Hi Vinoth, I'm glad to receive your letter. Here are some of my thoughts.
At 2023-03-31 10:17:52, "Vinoth Chandar" <[email protected]> wrote:
>I think we can focus more on validating the hash index + bloom filter vs
>consistent hash index more first. Have you looked at RFC-08, which is a
>kind of hash index as well, except it stores the key => file group mapping
>externally.
The idea of RFC-08 Index (rowKey ->pationPath, fileID) is very similar
to HBase index, but its index is implemented internally in Hudi, so there is no
need to worry about consistency issues. Index can be written to HFiles
quickly, but when reading, it is necessary to read from multiple HFiles, so the
performance of reading an index can be a problem. Therefore, RFC proposer
naturally thought of using hash buckets to partially solve this problems.
HBase's solution to multiple HFILE files is to add a maximum and minimum index
and a Bloom filter index. In Hudi, you can directly create a maximum and
minimum index and a Bloom filter index for FileGroups, eliminating the need to
store the index in HFILE; Another solution is to do a compaction on HFILE
files, but it also adds a burden to hudi.We need to consider the performance of
reading HFile well when using RFC-08.
Therefore, I believe that hash partition + bloom filter is still the simplest
and most effective solution for predictable data growth in a small range.
At 2023-03-31 10:17:52, "Vinoth Chandar" <[email protected]> wrote:
>I think we can focus more on validating the hash index + bloom filter vs
>consistent hash index more first. Have you looked at RFC-08, which is a
>kind of hash index as well, except it stores the key => file group mapping
>externally.
>
>On Fri, Mar 24, 2023 at 2:14 AM 吕虎 <[email protected]> wrote:
>
>> Hi Vinoth, I am very happy to receive your reply. Here are some of my
>> thoughts。
>>
>> At 2023-03-21 23:32:44, "Vinoth Chandar" <[email protected]> wrote:
>> >>but when it is used for data expansion, it still involves the need to
>> >redistribute the data records of some data files, thus affecting the
>> >performance.
>> >but expansion of the consistent hash index is an optional operation right?
>>
>> >Sorry, not still fully understanding the differences here,
>> I'm sorry I didn't make myself clearly. The expansion I mentioned last
>> time refers to data records increase in hudi table.

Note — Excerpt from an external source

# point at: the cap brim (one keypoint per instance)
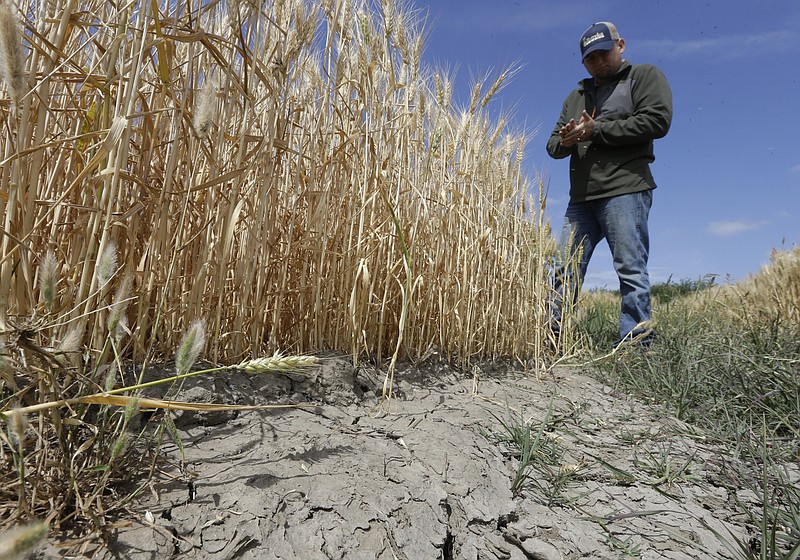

>> The difference between consistent hash index and hash partition with Bloom
>> filters index is how to deal with data increase:
>> For consistent hash index, the way of splitting the file is used.
>> Splitting files affects performance, but can permanently work effectively.
>> So consistent hash index is suitable for scenarios where data increase
>> cannot be estimated or data will increase large.
>> For hash partitions with Bloom filters index, the way of creating new
>> files is used. Adding new files does not affect performance, but if there
>> are too many files, the probability of false positives in the Bloom filters
>> will increase. So hash partitions with Bloom filters index is suitable for
>> scenario where data increase can be estimated over a relatively small range.
>>
>>
>> >>Because the hash partition field values under the parquet file in a
>> >columnar storage format are all equal, the added column field hardly
>> >occupies storage space after compression.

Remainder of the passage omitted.